Kumar G Sathish, Premalatha K
Department of Computer Science and Engineering, Sri Krishna College of Engineering and Technology, Coimbatore, Tamil Nadu India.
Department of Computer Science and Engineering, Bannari Amman Institute of Technology, Erode, Tamil Nadu India.
Distrib Parallel Databases. 2023 Apr 21:1-34. doi: 10.1007/s10619-023-07423-3.
Data sharing to the multiple organizations are essential for analysis in many situations. The shared data contains the individual's private and sensitive information and results in privacy breach. To overcome the privacy challenges, privacy preserving data mining (PPDM) has progressed as a solution. This work addresses the problem of PPDM by proposing statistical transformation with intuitionistic fuzzy (STIF) algorithm for data perturbation. The STIF algorithm contains statistical methods weight of evidence, information value and intuitionistic fuzzy Gaussian membership function. The STIF algorithm is applied on three benchmark datasets adult income, bank marketing and lung cancer. The classifier models decision tree, random forest, extreme gradient boost and support vector machines are used for accuracy and performance analysis. The results show that the STIF algorithm achieves 99% of accuracy for adult income dataset and 100% accuracy for both bank marketing and lung cancer datasets. Further, the results highlights that the STIF algorithm outperforms in data perturbation capacity and privacy preserving capacity than the state-of-art algorithms without any information loss on both numerical and categorical data.

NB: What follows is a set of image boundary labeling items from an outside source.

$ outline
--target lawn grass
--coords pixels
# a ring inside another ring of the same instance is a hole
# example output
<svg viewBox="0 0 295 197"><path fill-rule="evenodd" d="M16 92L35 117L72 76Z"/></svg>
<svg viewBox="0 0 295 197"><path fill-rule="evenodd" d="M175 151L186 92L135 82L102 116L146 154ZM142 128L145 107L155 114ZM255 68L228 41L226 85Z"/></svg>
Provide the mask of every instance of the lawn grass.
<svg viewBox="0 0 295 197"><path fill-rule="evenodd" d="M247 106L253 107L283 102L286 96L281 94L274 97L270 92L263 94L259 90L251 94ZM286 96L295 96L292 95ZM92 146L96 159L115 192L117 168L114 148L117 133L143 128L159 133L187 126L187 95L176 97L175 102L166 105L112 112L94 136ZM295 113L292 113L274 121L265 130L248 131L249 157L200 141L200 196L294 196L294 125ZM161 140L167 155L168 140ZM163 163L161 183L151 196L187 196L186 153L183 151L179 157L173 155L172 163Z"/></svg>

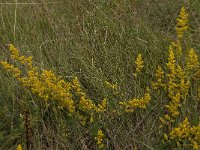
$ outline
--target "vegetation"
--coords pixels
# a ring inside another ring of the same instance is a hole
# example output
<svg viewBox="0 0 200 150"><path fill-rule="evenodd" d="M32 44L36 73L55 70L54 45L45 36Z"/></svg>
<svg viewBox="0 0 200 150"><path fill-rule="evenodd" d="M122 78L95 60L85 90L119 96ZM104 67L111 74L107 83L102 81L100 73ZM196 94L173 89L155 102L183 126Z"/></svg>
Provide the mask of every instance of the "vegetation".
<svg viewBox="0 0 200 150"><path fill-rule="evenodd" d="M198 0L0 6L0 149L200 149Z"/></svg>

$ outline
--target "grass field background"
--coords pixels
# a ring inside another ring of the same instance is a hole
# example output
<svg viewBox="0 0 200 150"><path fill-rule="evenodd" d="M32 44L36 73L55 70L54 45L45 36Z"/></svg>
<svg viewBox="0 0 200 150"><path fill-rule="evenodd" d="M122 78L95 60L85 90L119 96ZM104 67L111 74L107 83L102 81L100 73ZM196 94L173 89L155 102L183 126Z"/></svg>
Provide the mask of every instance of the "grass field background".
<svg viewBox="0 0 200 150"><path fill-rule="evenodd" d="M143 96L146 87L151 101L146 109L133 113L107 111L101 119L91 124L86 121L83 126L67 110L44 104L0 67L0 149L16 149L18 144L23 149L54 150L193 149L162 142L163 133L169 131L159 128L159 117L166 113L169 98L166 92L151 88L157 66L164 67L168 61L182 6L189 14L183 47L194 48L199 56L199 0L1 0L1 61L18 64L9 57L8 44L13 44L20 54L33 56L38 68L52 70L67 82L78 77L81 88L96 104L106 98L115 108L118 101ZM136 78L133 73L139 54L144 69ZM117 92L105 81L117 84ZM190 86L173 127L185 116L198 126L199 87L199 81ZM95 140L99 129L104 133L103 148Z"/></svg>

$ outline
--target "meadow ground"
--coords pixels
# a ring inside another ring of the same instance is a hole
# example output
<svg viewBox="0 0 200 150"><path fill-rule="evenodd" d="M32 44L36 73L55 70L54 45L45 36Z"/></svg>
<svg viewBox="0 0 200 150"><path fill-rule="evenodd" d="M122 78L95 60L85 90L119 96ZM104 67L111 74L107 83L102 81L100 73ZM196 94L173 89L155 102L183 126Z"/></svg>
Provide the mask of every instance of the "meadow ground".
<svg viewBox="0 0 200 150"><path fill-rule="evenodd" d="M0 149L200 149L199 0L1 0Z"/></svg>

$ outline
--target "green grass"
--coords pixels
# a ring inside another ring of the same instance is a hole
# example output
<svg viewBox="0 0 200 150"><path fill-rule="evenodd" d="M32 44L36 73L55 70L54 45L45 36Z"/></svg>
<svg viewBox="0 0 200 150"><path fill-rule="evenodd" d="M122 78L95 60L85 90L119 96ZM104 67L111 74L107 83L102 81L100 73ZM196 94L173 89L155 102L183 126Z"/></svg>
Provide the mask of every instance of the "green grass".
<svg viewBox="0 0 200 150"><path fill-rule="evenodd" d="M26 1L18 0L22 2ZM199 53L198 0L31 2L0 3L0 60L9 60L7 44L12 43L22 54L32 55L36 65L53 70L66 81L77 76L95 102L104 97L117 101L144 94L157 66L167 61L168 46L175 39L175 19L183 4L190 20L185 42ZM132 74L139 53L145 71L136 80ZM123 95L115 97L105 87L105 81L117 83ZM194 98L196 93L191 93ZM94 137L99 127L106 130L109 149L171 149L174 145L162 144L158 128L166 99L164 93L152 92L146 110L120 118L107 114L109 119L81 127L66 111L45 107L0 68L0 149L14 150L19 143L25 149L25 110L29 112L33 149L97 149ZM195 113L188 110L194 125L199 121L199 101L196 106Z"/></svg>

在许多情况下,将数据共享给多个组织对于分析而言至关重要。共享的数据包含个人的私密和敏感信息,会导致隐私泄露。为了克服隐私挑战,隐私保护数据挖掘(PPDM)作为一种解决方案得到了发展。这项工作通过提出用于数据扰动的直觉模糊统计变换(STIF)算法来解决PPDM问题。STIF算法包含证据权重、信息值等统计方法以及直觉模糊高斯隶属函数。STIF算法应用于成人收入、银行营销和肺癌这三个基准数据集。使用决策树、随机森林、极端梯度提升和支持向量机等分类器模型进行准确性和性能分析。结果表明,STIF算法在成人收入数据集上实现了99%的准确率,在银行营销和肺癌数据集上均实现了100%的准确率。此外,结果突出显示,与现有算法相比,STIF算法在数据扰动能力和隐私保护能力方面表现更优,在数值和分类数据上均无任何信息损失。